I have a dataframe with 4 sections
Section 1: Product details
Section 2: 6 Potential product values based on a range of simulations
Section 3: Upper and lower bound for the input parameter to the simulations
Section 4: Randomly generated values for the input parameters
Section 2 is generated by pricing the product at equal intervals between the upper and lower bound.
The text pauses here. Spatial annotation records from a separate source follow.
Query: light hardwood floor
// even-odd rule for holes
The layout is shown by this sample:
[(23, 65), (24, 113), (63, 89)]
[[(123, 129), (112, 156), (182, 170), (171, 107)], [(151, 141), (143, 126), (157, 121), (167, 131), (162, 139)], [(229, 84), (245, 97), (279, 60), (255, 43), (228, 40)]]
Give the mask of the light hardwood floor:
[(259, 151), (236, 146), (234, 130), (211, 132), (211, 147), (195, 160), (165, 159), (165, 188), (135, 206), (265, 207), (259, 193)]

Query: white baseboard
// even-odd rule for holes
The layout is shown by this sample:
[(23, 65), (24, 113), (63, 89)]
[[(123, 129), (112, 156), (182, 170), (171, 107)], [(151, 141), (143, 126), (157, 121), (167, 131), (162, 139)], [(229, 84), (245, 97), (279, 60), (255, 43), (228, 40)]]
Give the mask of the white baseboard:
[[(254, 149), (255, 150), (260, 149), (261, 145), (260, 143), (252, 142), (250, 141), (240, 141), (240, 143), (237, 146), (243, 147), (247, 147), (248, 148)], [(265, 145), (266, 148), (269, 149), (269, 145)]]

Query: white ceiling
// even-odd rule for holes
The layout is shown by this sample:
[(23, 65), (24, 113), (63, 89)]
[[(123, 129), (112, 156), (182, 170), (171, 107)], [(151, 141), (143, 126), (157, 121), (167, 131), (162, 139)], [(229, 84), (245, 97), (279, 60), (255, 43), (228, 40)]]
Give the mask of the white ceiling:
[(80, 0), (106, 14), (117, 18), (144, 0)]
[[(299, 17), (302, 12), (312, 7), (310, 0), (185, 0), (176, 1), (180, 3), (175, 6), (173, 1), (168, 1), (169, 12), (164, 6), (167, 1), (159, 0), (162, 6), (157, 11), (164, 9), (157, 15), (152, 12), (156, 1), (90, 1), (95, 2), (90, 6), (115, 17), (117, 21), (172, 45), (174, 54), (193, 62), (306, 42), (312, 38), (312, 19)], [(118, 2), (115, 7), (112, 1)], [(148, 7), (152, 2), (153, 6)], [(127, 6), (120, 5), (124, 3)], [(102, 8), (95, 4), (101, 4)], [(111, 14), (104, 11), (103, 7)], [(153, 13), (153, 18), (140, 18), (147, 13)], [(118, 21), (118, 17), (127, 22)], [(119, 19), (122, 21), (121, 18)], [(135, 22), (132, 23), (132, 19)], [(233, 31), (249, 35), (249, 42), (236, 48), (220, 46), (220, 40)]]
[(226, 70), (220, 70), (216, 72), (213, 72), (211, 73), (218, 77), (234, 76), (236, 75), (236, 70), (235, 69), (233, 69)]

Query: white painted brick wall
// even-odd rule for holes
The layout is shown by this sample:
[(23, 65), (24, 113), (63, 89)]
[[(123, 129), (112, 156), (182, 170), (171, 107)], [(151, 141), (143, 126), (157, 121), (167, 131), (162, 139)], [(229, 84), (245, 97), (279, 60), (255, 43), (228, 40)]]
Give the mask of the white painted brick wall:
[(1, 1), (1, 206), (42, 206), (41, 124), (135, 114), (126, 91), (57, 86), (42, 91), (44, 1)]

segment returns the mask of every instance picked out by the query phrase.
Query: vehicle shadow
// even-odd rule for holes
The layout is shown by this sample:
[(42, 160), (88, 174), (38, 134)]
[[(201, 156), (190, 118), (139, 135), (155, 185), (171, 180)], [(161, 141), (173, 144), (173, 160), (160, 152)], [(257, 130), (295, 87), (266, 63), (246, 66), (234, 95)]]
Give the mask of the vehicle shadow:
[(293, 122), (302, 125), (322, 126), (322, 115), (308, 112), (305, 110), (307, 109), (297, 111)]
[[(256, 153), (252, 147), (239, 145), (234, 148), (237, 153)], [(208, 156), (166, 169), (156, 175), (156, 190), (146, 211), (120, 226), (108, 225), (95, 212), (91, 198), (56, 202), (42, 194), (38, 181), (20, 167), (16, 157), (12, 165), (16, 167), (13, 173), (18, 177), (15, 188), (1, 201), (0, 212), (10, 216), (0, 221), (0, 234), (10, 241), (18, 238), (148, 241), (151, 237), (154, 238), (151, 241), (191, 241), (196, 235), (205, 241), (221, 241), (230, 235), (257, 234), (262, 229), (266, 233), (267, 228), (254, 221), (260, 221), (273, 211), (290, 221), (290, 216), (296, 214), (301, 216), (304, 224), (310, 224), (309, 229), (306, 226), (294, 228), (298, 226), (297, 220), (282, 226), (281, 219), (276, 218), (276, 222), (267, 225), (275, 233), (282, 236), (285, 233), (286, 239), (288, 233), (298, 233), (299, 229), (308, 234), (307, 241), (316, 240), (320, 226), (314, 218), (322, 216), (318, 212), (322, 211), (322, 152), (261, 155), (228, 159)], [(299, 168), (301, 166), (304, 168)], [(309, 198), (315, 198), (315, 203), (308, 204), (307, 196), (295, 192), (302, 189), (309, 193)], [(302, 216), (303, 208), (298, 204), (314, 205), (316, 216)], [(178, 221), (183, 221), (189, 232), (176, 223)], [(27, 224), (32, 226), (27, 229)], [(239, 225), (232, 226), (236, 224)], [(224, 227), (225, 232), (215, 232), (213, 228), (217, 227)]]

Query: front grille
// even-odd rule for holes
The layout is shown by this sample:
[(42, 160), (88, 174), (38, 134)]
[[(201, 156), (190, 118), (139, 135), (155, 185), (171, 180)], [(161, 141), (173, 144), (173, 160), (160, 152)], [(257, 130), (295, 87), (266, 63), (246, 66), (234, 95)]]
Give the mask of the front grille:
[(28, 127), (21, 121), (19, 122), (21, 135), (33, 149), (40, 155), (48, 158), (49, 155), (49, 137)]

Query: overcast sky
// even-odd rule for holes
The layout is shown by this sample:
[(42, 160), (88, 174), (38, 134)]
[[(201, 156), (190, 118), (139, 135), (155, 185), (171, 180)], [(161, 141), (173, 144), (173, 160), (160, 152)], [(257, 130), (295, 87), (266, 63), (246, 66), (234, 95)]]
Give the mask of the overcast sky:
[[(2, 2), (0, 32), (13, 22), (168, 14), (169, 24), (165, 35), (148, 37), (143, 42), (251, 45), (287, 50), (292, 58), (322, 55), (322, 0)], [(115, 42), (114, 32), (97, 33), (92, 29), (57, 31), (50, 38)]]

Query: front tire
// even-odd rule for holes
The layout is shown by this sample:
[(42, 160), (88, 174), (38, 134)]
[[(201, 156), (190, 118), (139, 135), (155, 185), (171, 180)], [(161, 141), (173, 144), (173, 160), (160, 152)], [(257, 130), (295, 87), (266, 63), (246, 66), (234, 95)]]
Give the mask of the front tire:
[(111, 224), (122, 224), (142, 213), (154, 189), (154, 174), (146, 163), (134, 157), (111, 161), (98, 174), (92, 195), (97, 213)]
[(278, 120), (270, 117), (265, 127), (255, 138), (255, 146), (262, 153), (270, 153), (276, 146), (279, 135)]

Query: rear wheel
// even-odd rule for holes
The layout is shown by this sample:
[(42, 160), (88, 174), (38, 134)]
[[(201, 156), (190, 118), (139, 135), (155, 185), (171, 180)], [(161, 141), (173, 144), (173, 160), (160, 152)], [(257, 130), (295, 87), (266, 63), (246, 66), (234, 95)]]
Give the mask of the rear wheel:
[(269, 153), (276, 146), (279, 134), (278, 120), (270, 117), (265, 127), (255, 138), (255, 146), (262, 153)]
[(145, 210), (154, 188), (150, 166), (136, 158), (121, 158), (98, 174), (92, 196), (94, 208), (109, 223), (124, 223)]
I need to take the values in Section 4 and figure out the corresponding product value. Here is a possible setup for this dataframe:
table2 = pd.DataFrame({
'Product Type': ['A', 'B', 'C', 'D'],
'State_1_Value': [10, 11, 12, 13],
'State_2_Value': [20, 21, 22, 23],
'State_3_Value': [30, 31, 32, 33],
'State_4_Value': [40, 41, 42, 43],
'State_5_Value': [50, 51, 52, 53],
'State_6_Value': [60, 61, 62, 63],
'Lower_Bound': [-1, 1, .5, 5],
'Upper_Bound': [1, 2, .625, 15],
'sim_1': [0, 0, .61, 7],
'sim_2': [1, 1.5, .7, 9],
})
>>> table2
Lower_Bound Product Type State_1_Value State_2_Value State_3_Value \
0 -1.0 A 10 20 30
1 1.0 B 11 21 31
2 0.5 C 12 22 32
3 5.0 D 13 23 33
State_4_Value State_5_Value State_6_Value Upper_Bound sim_1 sim_2
0 40 50 60 1.000 0.0 1.0
1 41 51 61 2.000 0.0 1.5
2 42 52 62 0.625 0.61 0.7
3 43 53 63 15.000 7.0 9.0
I will run through a couple examples of this calculation to make it clear what my question is.
Product A - sim_2
The input here is 1.0. This is equal to the upper bound for this product. Therefore the simulation value is equivalent to the state_6 value - 60
Product B - sim_2
The input here is 1.5. the LB to UB range is (1,2), therefore the 6 states are {1,1.2,1.4,1.6,1.8,2}. 1.5 is exactly in the middle of state_3 which has a value of 31 and state 4 which has a value of 41. Therefore the simulation value is 36.
Product C - sim_1
The input here is .61. The LB to UB range is (.5,.625), therefore the 6 states are {.5,.525,.55,.575,.6,.625}. .61 is between state 5 and 6. Specifically the bucket it would fall under would be 5*(.61-.5)/(.625-.5)+1 = 5.4 (it is multiplied by 5 as that is the number of intervals - you can calculate it other ways and get the same result). Then to calculate the value we use that bucket in a weighing of the values for state 5 and state 6: (62-52)*(5.4-5)+52 = 56.
Product B - sim_1
The input here is 0 which is below the lower bound of 1. Therefore we need to extrapolate the value. We use the same formula as above we just use the values of state 1 and state 2 to extrapolate. The bucket would be 5*(0-1)/(2-1)+1 = -4. The two values used at 11 and 21, so the value is (21-11)*(-4-1)+11= -39
I've also simplified the problem to try to visualize the solution, my final code needs to run on 500 values and 10,000 simulations, and the dataframe will have about 200 rows.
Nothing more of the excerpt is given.